During the past three years of research, Tu's team has found that Artemisinins are also highly effective in treating Lupus Erythematous. Collaborating with 15 institutes nationwide, her team started clinical trials of the treatment in May 2018.
So far, 14 out of 500 applied domestic and foreign volunteer patients have been treated with the therapy. No unanticipated negative effects occurred. The three-phase trials will continue with an appraisal for China's official approval of the therapy to be expected around 2026.
Tu's Artemisinins-based research has helped draw more international attention to Traditional Chinese Medicine (TCM). Oxford University has invited Tu to add a chapter to the Oxford Medical Textbook (6th Edition).
The 6,000-word chapter entitled "Traditional Medicine Exemplified by Traditional Chinese Medicine" has been finalized. It is divided into four parts, explaining TCM, Artemisinin and other TCM's discovery history, their mechanisms and clinical applications. In April, Oxford University Press, the publisher, began proofreading the book.
Professor Timothy M. Cox, the editor of the Oxford Textbook of Medicine, said Tu Youyou's team has accomplished the work of integrating traditional Chinese and Western medicine. The chapter on TCM is important and in-depth so the world medical community can have a deep understanding of TCM.
Currently, the main challenge of TCM lies in the differences of evidence-based medicine, prohibiting TCM drugs including Artemisinins to enter the world's mainstream pharmaceutical markets. "All scientific research must be supported by solid data, evidence and well-designed protocols in order to comply with international medical standards and be accepted by the international community," said Alonso.

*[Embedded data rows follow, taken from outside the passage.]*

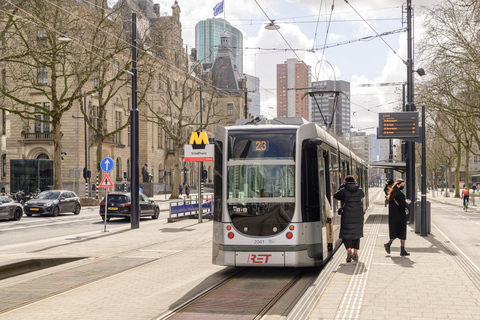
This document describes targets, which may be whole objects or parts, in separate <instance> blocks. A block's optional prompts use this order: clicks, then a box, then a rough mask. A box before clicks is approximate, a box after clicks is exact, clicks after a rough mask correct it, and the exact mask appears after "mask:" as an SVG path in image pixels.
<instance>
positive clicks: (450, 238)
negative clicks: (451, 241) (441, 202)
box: [407, 198, 480, 267]
mask: <svg viewBox="0 0 480 320" xmlns="http://www.w3.org/2000/svg"><path fill="white" fill-rule="evenodd" d="M456 200H458V205H456V206H455V205H451V204H443V203H438V202H435V201H431V202H430V203H431V217H432V223H433V224H434V225H435V226H437V228H438V229H440V230H441V231H442V232H443V233H444V234H445V235H446V236H447V237H448V238H449V239H450V240H451V241H452V242H453V243H454V244H455V245H456V246H457V247H458V248H459V249H460V250H461V251H462V252H463V253H464V254H465V255H466V256H467V257H468V258H470V260H471V261H472V262H473V263H475V264H476V265H477V267H480V239H479V237H478V230H479V228H480V211H477V210H475V209H476V208H475V209H474V207H472V206H471V207H470V210H468V211H467V212H465V211H463V208H462V205H461V200H460V199H456ZM478 202H480V201H479V200H478V198H477V205H480V203H478ZM407 241H408V240H407Z"/></svg>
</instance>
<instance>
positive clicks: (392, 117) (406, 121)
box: [377, 112, 420, 139]
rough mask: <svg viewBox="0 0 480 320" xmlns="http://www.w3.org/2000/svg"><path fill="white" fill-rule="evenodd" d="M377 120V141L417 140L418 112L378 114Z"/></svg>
mask: <svg viewBox="0 0 480 320" xmlns="http://www.w3.org/2000/svg"><path fill="white" fill-rule="evenodd" d="M378 116H379V118H378V134H377V138H378V139H408V138H419V137H420V129H419V128H418V112H390V113H380V114H379V115H378Z"/></svg>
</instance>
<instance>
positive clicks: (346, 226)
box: [334, 176, 365, 262]
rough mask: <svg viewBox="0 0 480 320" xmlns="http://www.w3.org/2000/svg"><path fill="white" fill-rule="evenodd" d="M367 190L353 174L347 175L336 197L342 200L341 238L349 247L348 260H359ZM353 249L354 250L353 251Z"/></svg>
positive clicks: (349, 261)
mask: <svg viewBox="0 0 480 320" xmlns="http://www.w3.org/2000/svg"><path fill="white" fill-rule="evenodd" d="M364 197H365V192H363V190H362V189H361V188H360V187H359V186H358V183H357V182H356V181H355V178H354V177H353V176H346V177H345V181H344V182H343V185H341V186H340V188H339V189H338V191H337V192H335V195H334V198H335V199H337V200H340V201H341V205H342V207H343V212H342V214H341V221H340V238H342V240H343V244H344V245H345V249H347V262H351V261H352V259H353V260H355V261H358V250H359V249H360V238H361V237H363V220H364V214H365V213H364V211H363V200H362V199H363V198H364ZM352 249H353V251H352Z"/></svg>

Although Chinese antimalarial drugs are highly effective and popular in African countries, the WHO spends a significant amount of its annual government procurement antimalarial funding mainly on foreign rather than Chinese pharmaceutical companies.
Xie Zheng, a technical officer of the WHO, said the production lines of Chinese pharmaceutical enterprises do not meet the WHO GMP technical standards and are difficult to obtain pre-qualification. They can only commission foreign pharmaceutical enterprises that meet the standards or go abroad in the way of government procurement.
China has made it a national strategy to encourage evidence-based medicine research and GMP standard construction so pharmaceutical enterprises can speed up the transformation of their production lines to obtain WHO certification and approval, said Liao Fulong, a senior researcher with Tu's team.